At IDM, we use a lot of tools for software development. I want to show here how the high-level ones fit together:
The tools are separated in three categories:
What's next in this architecture:
The tools are separated in three categories:- in green, tools which are directly used by developers
- in blue, more server-side tools which are part of the development environment
- in red, production tools.
- We use SpringSource Tool Suite as the IDE. It is a rebranded version of Eclipse with m2eclipse (a plugin to work with Maven) and other plugins. The Subclipse plugin is used as the SVN client.
- Source code is commited in the SVN repository.
- A continuous integration server (Hudson) regularly checks out modifications from SVN and builds the software. Emails are sent in case of build or test failures.
- Hudson appends build details to Mantis issues when an issue ID is contained in the commit message.
- When a Web application is built by Hudson, it is then deployed on a dedicated server running Tomcat. Application tests are then ran against this web-application using SeleniumHQ.
- The developer gets immediate build feedback thanks to Hudson Tray Tracker.
- When the software is ready for production, a developer uses the Maven Release plugin to perform a release. This release is stored in the Maven repository (powered by Nexus) with a clean version number, and a tag is associated in SVN.
- Administrators deploy release versions on production servers by taking archives in Nexus. Thanks to the version number and the associated SVN tag, a developer can debug the exact production version of the application.

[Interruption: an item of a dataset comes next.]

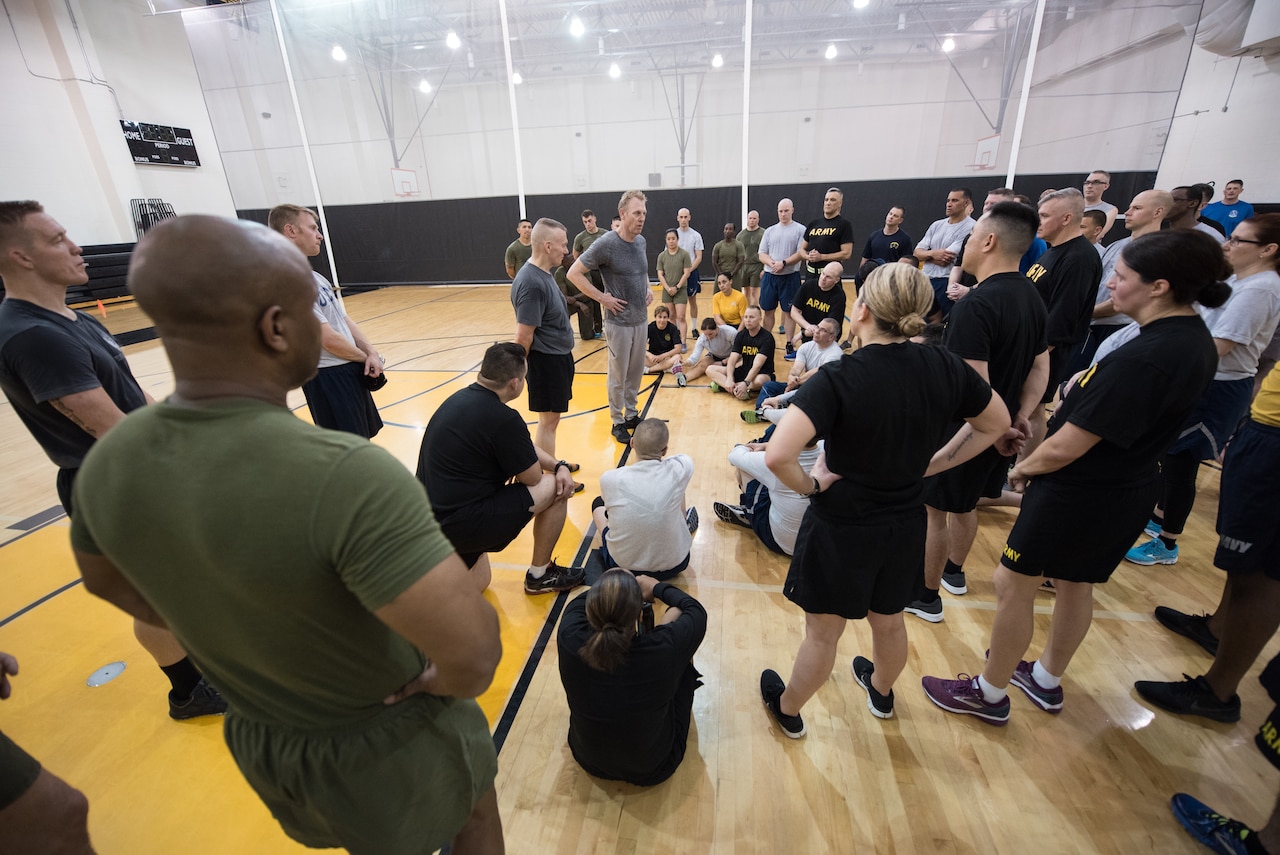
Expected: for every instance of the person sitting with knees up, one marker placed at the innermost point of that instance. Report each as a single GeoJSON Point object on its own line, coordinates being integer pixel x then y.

What's next in this architecture:
- Automated deployment of snapshots Maven artefacts (Java only): each time Hudson builds an artefact which is in a snapshot version, it should be automatically deployed to Nexus. This would allow simpler development for other users of this dependency.
- Introduction of a code review tool: there are some parts of the software we work on which are critical, especially the domain part. Checking SVN commits need to be more integrated in the development process than simply looking at SVN emails. We are currently evaluating tools such as Review Board.